In 1987, Velez created his own comic book series, Tales of the Closet. Based in Queens, this series explored the lives of queer teenagers growing up in a time of discrimination. Velez’s diverse characters embodied a wide range of experiences and were a strong antithesis to other comics, which mainly featured straight white characters such as in the popular series Archie. However, unlike the petty high school drama in Archie, Tales of the Closet was dark, introspective, and violent.  It focused on real experiences that queer people had to overcome and allowed a space for queer people to resonate with their own experiences and anxieties. Velez drew life size versions of the characters on the wall of the exhibition including one character that had been branded “FAG” during an incident of gay-bashing.
 
Work by Ivan Velez in his exhibition "Bronx Haiku"

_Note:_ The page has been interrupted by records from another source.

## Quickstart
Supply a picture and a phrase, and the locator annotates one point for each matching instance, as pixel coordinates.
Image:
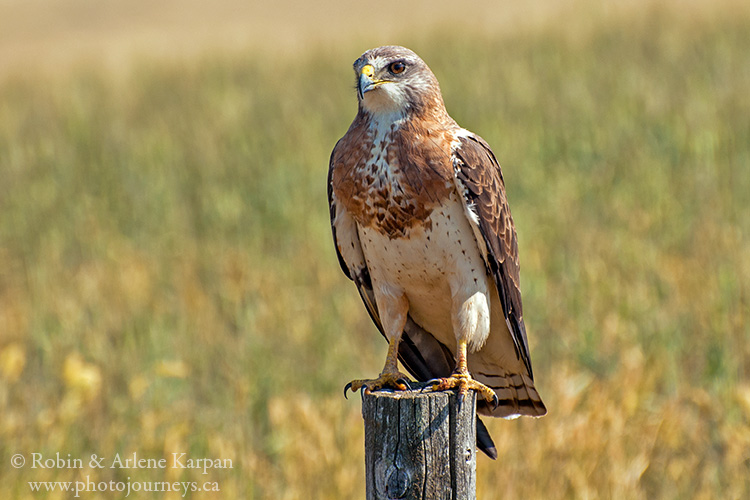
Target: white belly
(438, 268)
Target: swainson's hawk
(422, 226)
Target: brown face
(394, 79)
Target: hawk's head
(394, 80)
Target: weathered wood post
(420, 445)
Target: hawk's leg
(394, 309)
(461, 379)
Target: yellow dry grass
(168, 284)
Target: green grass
(168, 282)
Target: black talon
(405, 382)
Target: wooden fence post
(420, 445)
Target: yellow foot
(391, 380)
(463, 382)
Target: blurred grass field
(168, 281)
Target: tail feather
(516, 393)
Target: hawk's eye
(397, 67)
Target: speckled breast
(395, 181)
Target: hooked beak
(367, 82)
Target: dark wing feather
(478, 172)
(423, 356)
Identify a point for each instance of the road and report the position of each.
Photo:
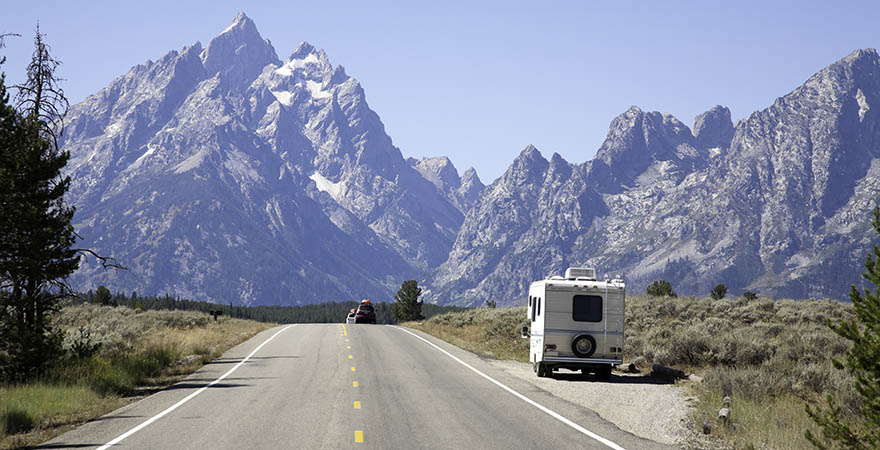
(333, 386)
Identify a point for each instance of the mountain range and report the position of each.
(224, 173)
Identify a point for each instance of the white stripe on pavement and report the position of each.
(549, 411)
(188, 397)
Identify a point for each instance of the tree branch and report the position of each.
(107, 262)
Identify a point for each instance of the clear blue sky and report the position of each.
(478, 81)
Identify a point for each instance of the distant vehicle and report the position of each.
(365, 313)
(576, 323)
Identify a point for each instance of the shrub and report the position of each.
(718, 292)
(861, 363)
(660, 288)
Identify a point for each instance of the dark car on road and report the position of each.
(365, 313)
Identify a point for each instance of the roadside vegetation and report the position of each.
(114, 355)
(770, 357)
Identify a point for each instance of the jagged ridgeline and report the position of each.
(225, 173)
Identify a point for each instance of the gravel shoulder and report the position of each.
(642, 406)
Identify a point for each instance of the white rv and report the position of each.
(576, 323)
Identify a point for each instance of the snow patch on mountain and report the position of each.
(325, 185)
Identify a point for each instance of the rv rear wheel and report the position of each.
(584, 346)
(541, 370)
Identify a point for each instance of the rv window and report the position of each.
(586, 308)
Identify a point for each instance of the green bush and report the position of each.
(14, 421)
(718, 292)
(660, 288)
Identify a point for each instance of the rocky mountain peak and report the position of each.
(238, 53)
(439, 170)
(713, 128)
(636, 140)
(528, 167)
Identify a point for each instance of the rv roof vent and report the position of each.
(587, 273)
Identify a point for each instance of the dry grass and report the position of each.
(138, 349)
(771, 357)
(485, 331)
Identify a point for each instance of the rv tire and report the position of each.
(581, 351)
(542, 370)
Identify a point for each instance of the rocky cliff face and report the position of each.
(224, 173)
(778, 204)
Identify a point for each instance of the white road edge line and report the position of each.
(549, 411)
(188, 397)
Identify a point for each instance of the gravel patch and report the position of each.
(637, 404)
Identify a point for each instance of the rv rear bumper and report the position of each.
(585, 361)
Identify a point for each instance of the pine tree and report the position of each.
(407, 305)
(857, 431)
(36, 235)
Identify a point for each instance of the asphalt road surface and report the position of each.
(333, 386)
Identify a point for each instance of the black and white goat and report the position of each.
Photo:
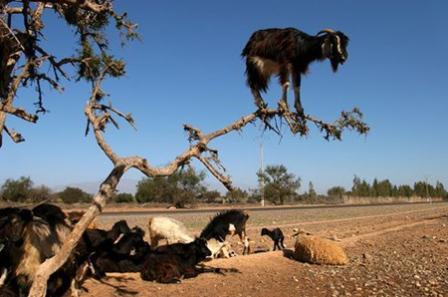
(229, 222)
(276, 235)
(289, 52)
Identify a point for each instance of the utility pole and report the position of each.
(428, 197)
(262, 174)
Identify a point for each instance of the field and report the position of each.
(394, 250)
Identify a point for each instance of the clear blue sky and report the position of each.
(188, 69)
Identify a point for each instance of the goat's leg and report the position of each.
(297, 102)
(284, 82)
(259, 102)
(246, 244)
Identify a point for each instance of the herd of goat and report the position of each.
(29, 236)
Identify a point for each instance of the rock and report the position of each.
(367, 257)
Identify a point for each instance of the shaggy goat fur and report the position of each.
(173, 231)
(289, 51)
(171, 263)
(317, 250)
(276, 235)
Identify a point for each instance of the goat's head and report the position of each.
(264, 231)
(202, 250)
(334, 47)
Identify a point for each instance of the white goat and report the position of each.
(169, 229)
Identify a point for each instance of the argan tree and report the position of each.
(23, 59)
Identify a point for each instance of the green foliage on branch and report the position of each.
(181, 188)
(280, 186)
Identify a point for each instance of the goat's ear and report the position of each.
(327, 47)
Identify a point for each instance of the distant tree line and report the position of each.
(186, 188)
(384, 188)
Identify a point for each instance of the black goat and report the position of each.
(92, 243)
(126, 254)
(30, 237)
(171, 263)
(227, 222)
(289, 51)
(276, 235)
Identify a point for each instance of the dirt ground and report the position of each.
(404, 253)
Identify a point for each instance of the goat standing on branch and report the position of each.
(288, 52)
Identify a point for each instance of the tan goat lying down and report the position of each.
(317, 250)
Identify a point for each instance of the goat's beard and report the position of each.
(334, 64)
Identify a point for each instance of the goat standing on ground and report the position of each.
(173, 231)
(276, 235)
(289, 51)
(228, 222)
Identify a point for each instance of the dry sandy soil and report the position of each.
(393, 251)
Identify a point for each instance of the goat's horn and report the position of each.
(328, 30)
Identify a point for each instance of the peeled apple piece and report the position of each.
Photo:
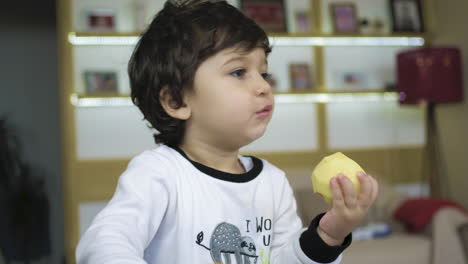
(330, 167)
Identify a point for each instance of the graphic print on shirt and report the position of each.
(226, 240)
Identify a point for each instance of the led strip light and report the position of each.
(279, 98)
(275, 41)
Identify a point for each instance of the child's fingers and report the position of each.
(338, 201)
(375, 188)
(365, 197)
(349, 192)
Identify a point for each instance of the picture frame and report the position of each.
(100, 20)
(268, 14)
(352, 81)
(407, 16)
(100, 82)
(300, 76)
(302, 21)
(344, 18)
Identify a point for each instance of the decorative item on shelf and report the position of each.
(377, 26)
(407, 16)
(364, 26)
(390, 87)
(431, 76)
(344, 18)
(140, 7)
(302, 21)
(352, 81)
(100, 20)
(301, 77)
(269, 14)
(100, 82)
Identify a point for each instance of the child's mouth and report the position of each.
(265, 111)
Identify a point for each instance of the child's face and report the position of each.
(231, 103)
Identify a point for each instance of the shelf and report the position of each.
(131, 38)
(334, 97)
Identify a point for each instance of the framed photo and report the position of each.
(100, 20)
(269, 14)
(407, 16)
(302, 21)
(101, 82)
(344, 18)
(352, 81)
(300, 76)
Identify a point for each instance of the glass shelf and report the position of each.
(334, 97)
(131, 38)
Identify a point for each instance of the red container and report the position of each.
(432, 74)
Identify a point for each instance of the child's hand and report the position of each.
(348, 208)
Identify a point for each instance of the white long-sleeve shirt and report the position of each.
(169, 209)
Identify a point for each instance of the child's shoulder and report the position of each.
(271, 171)
(160, 161)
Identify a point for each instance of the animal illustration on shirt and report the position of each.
(225, 240)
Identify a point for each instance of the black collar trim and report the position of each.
(226, 176)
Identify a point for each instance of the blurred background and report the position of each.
(379, 80)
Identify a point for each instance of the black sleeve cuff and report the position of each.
(316, 249)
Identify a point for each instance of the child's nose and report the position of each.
(262, 86)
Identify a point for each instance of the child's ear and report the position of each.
(182, 112)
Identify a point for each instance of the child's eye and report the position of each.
(238, 73)
(266, 76)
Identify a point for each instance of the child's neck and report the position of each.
(216, 158)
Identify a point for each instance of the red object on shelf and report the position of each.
(431, 74)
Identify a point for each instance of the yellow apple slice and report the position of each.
(330, 167)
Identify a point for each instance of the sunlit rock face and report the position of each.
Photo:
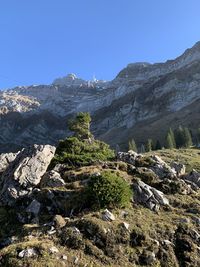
(142, 94)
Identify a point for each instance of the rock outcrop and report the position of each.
(25, 172)
(5, 160)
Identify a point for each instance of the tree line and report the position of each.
(180, 137)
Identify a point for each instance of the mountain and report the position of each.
(141, 102)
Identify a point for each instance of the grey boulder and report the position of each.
(25, 172)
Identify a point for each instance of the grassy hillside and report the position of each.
(189, 157)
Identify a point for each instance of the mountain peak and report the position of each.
(69, 79)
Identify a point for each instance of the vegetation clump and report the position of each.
(81, 149)
(109, 190)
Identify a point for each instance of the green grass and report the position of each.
(190, 157)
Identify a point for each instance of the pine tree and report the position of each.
(169, 141)
(187, 137)
(198, 135)
(179, 137)
(132, 145)
(158, 145)
(171, 132)
(149, 145)
(142, 149)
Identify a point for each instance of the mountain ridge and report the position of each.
(139, 93)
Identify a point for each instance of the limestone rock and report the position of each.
(34, 207)
(149, 196)
(27, 253)
(25, 172)
(194, 178)
(51, 179)
(59, 221)
(108, 216)
(5, 160)
(179, 168)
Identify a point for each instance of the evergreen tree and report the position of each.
(169, 141)
(171, 132)
(142, 149)
(198, 135)
(179, 137)
(187, 137)
(149, 145)
(158, 145)
(132, 145)
(80, 125)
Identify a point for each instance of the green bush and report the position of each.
(76, 153)
(109, 190)
(81, 149)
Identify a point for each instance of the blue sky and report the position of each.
(44, 39)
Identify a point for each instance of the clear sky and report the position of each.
(44, 39)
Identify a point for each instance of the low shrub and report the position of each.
(109, 190)
(76, 153)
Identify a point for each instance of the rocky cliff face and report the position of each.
(142, 97)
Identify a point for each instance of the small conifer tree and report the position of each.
(149, 145)
(132, 145)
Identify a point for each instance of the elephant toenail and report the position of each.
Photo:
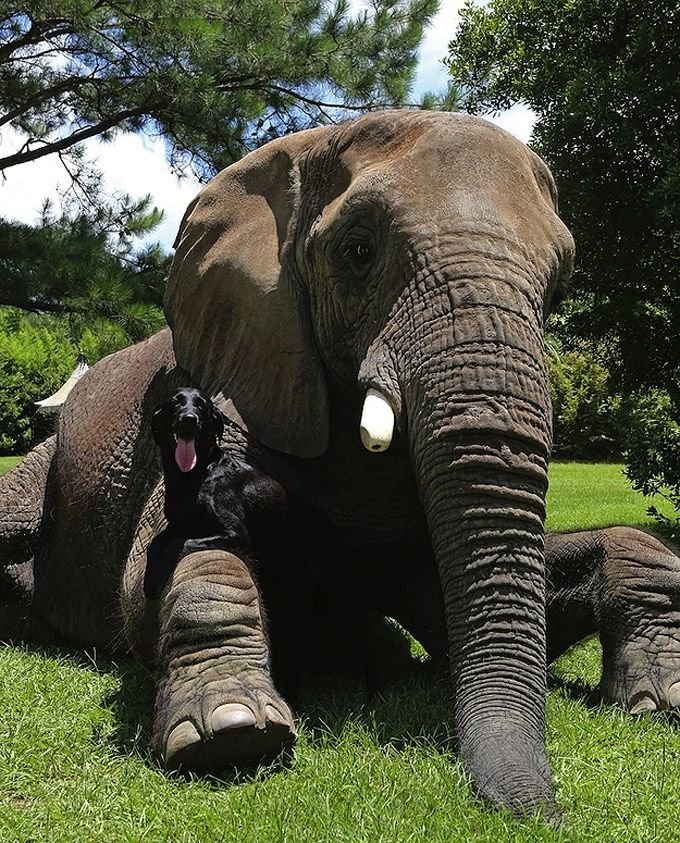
(674, 695)
(645, 703)
(232, 716)
(182, 736)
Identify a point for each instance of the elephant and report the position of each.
(365, 302)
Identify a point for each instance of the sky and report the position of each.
(136, 164)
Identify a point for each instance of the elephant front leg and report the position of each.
(624, 584)
(216, 705)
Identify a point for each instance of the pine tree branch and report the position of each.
(45, 94)
(76, 137)
(39, 31)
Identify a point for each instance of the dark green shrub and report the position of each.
(587, 413)
(37, 354)
(653, 451)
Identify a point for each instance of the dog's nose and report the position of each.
(188, 423)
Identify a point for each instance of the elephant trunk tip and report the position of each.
(377, 422)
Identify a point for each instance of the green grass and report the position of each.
(587, 495)
(75, 762)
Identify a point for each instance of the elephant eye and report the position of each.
(360, 255)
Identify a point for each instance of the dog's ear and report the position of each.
(217, 421)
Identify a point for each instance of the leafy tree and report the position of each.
(84, 265)
(214, 77)
(603, 77)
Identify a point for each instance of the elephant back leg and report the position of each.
(625, 585)
(106, 468)
(23, 502)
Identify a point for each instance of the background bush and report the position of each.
(37, 354)
(588, 416)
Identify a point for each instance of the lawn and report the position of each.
(75, 765)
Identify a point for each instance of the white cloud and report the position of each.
(137, 165)
(133, 164)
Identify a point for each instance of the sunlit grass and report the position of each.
(587, 495)
(75, 763)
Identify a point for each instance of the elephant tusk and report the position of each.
(377, 422)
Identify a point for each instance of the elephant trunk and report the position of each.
(479, 439)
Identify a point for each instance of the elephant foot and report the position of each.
(644, 675)
(216, 704)
(640, 623)
(235, 735)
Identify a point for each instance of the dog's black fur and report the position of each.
(220, 502)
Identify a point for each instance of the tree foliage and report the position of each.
(214, 77)
(37, 354)
(85, 265)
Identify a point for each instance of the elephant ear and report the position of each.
(240, 327)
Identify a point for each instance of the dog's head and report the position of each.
(188, 428)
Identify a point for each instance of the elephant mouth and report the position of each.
(185, 454)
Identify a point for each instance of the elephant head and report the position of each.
(411, 257)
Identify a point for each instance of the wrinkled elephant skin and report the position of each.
(413, 257)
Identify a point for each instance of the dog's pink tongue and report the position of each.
(185, 454)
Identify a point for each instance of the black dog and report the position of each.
(212, 499)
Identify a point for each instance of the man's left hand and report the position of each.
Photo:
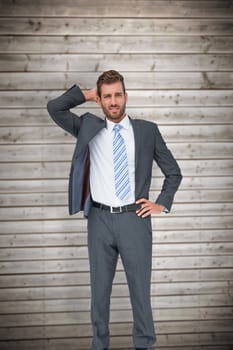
(148, 208)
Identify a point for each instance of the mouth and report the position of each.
(114, 109)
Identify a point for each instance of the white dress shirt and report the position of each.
(102, 169)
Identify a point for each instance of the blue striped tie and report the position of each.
(121, 171)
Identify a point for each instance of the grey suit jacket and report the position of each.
(149, 146)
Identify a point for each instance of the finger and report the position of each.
(141, 200)
(143, 210)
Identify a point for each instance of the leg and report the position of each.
(103, 256)
(136, 253)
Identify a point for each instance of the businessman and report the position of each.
(109, 180)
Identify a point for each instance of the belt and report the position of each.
(117, 210)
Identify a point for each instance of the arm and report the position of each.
(59, 108)
(173, 177)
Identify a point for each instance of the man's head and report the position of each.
(111, 95)
(109, 77)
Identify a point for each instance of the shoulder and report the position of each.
(145, 124)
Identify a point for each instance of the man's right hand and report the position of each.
(91, 95)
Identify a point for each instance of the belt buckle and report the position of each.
(115, 210)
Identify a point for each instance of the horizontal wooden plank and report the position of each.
(115, 26)
(162, 116)
(132, 8)
(124, 62)
(10, 297)
(150, 98)
(53, 161)
(191, 182)
(54, 177)
(191, 210)
(81, 252)
(120, 44)
(75, 318)
(69, 279)
(76, 223)
(139, 80)
(222, 341)
(122, 303)
(80, 239)
(80, 330)
(47, 198)
(82, 265)
(171, 133)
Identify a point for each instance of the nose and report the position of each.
(113, 100)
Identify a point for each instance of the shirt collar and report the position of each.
(125, 123)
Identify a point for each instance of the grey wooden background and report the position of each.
(177, 58)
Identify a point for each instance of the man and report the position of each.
(110, 180)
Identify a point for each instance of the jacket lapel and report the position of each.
(137, 138)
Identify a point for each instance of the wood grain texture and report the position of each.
(177, 59)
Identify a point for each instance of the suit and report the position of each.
(149, 146)
(112, 234)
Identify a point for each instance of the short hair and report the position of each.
(109, 77)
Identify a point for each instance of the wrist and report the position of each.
(90, 95)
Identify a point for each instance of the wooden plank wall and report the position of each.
(177, 58)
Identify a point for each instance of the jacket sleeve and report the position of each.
(169, 168)
(59, 109)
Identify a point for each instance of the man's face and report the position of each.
(113, 101)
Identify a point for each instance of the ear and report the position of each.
(98, 100)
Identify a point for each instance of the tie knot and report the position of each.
(117, 127)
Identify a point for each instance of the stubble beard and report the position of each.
(114, 117)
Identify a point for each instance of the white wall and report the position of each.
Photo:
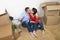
(16, 7)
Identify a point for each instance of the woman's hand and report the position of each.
(32, 22)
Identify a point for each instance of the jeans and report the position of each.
(28, 25)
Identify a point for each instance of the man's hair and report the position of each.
(34, 10)
(26, 9)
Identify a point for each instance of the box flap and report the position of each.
(48, 3)
(53, 7)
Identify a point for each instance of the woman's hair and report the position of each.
(34, 10)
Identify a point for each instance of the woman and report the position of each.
(35, 20)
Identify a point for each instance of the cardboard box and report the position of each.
(5, 27)
(53, 7)
(4, 19)
(52, 13)
(6, 32)
(48, 3)
(51, 20)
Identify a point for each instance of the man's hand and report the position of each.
(32, 22)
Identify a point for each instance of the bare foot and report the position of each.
(34, 33)
(43, 32)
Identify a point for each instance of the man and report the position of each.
(24, 18)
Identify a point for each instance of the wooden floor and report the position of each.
(52, 33)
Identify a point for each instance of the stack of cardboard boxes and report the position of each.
(51, 13)
(5, 27)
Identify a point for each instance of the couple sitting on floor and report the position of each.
(31, 20)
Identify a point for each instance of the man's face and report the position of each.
(28, 10)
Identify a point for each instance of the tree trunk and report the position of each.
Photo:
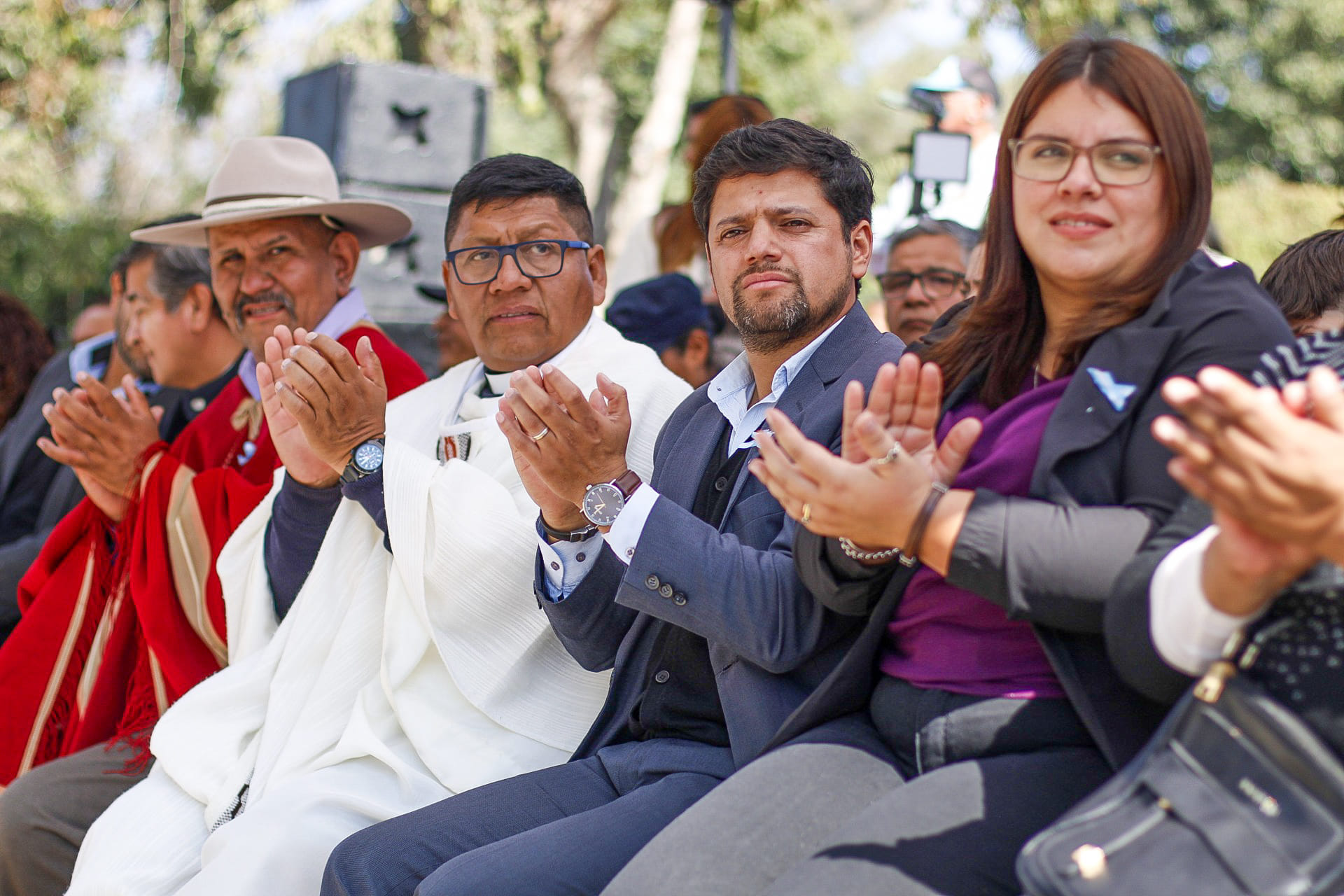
(575, 83)
(651, 149)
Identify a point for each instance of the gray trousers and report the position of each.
(46, 812)
(946, 818)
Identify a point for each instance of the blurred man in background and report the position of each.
(961, 97)
(925, 276)
(667, 315)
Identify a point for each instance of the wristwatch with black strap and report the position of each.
(366, 460)
(568, 535)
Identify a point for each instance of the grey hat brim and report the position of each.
(372, 223)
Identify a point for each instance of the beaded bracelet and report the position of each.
(855, 552)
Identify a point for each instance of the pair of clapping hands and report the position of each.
(1272, 466)
(102, 437)
(564, 441)
(889, 461)
(320, 402)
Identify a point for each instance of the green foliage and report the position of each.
(1260, 216)
(55, 265)
(50, 54)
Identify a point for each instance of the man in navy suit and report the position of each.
(683, 586)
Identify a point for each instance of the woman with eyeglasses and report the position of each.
(986, 500)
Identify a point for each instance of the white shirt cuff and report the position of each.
(625, 532)
(1187, 630)
(566, 564)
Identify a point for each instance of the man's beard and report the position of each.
(273, 298)
(771, 327)
(132, 358)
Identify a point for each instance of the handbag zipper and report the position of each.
(1091, 860)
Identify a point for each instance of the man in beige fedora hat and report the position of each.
(413, 662)
(147, 620)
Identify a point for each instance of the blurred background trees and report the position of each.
(113, 112)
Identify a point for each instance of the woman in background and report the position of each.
(23, 349)
(981, 510)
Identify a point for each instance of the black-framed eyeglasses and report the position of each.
(1116, 163)
(477, 265)
(936, 282)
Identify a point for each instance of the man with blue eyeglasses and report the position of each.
(386, 649)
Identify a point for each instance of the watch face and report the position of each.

Work by Ivan Velez in his exhibition “Bronx Haiku”

After Tales of the Closet, Velez worked for the comic book powerhouses DC and Marvel, in which he experienced had an uphill battle against discrimination as both gay and Latino in the workplace. Another of his Bronx Haikus read:
 
if you want to write
it really helps to be white
at Marvel DC
 
Milestone Media, an offshoot of DC, hired Velez where he worked on a superhero team, known as Blood Syndicate, that better reflected reality with characters coming from different backgrounds—something largely unheard of in the comic book world even as late as the 1990s.
 
Velez’s current project, The Ballad of Wham Kabam, works to rewrite the whitewashed mythologies of American history and takes a multicultural perspective. One such example is of the Taino people who were decimated by Christopher Columbus and other European colonists. History speaks of the Taino people as weak and primitive in many mainstream references when in reality they were a complex civilization that fought white supremacy fiercely after being colonized and enslaved. His story aims to link together different time periods that were integral to white colonization: starting with Christopher Columbus’s arrival and the beginning of the European colonization of North America and spanning to the present day, covering the Civil Rights era, Japanese internment during World War II, and 9/11.
 

Installation shot from Ivan Velez's exhibition "Bronx Haiku"

Installation shot from Ivan Velez’s exhibition “Bronx Haiku”


 
After occupying the space, seeing the diversity of characters sketched on the walls, and hearing Velez speak about his work, the best way to describe his career is empowering. Velez’s thirty-year career proves that art can be an important means to break the white and heteronormative default that stifles underrepresented voices; and allow for better representation of all peoples. During Velez’s talk at the Bronx Museum, a young Latino boy commented that he loved Velez’s work because “it allowed him to see other brown people.” The importance of representation could not shine more clear than at that moment. The boy spoke about how he creates his own comic books and, hopefully, will one day be successful, in part due to people like Velez and the ground he paved for other marginalized people. Through both his work and his calm demeanor, Velez has repeatedly said “fuck fear,” paving the way for those brutalized by the same systems of oppression engrained in American society and societies elsewhere following the legacy of colonization.
 
Ivan Velez: Bronx Haiku is at the Bronx Museum through this Sunday, October 22.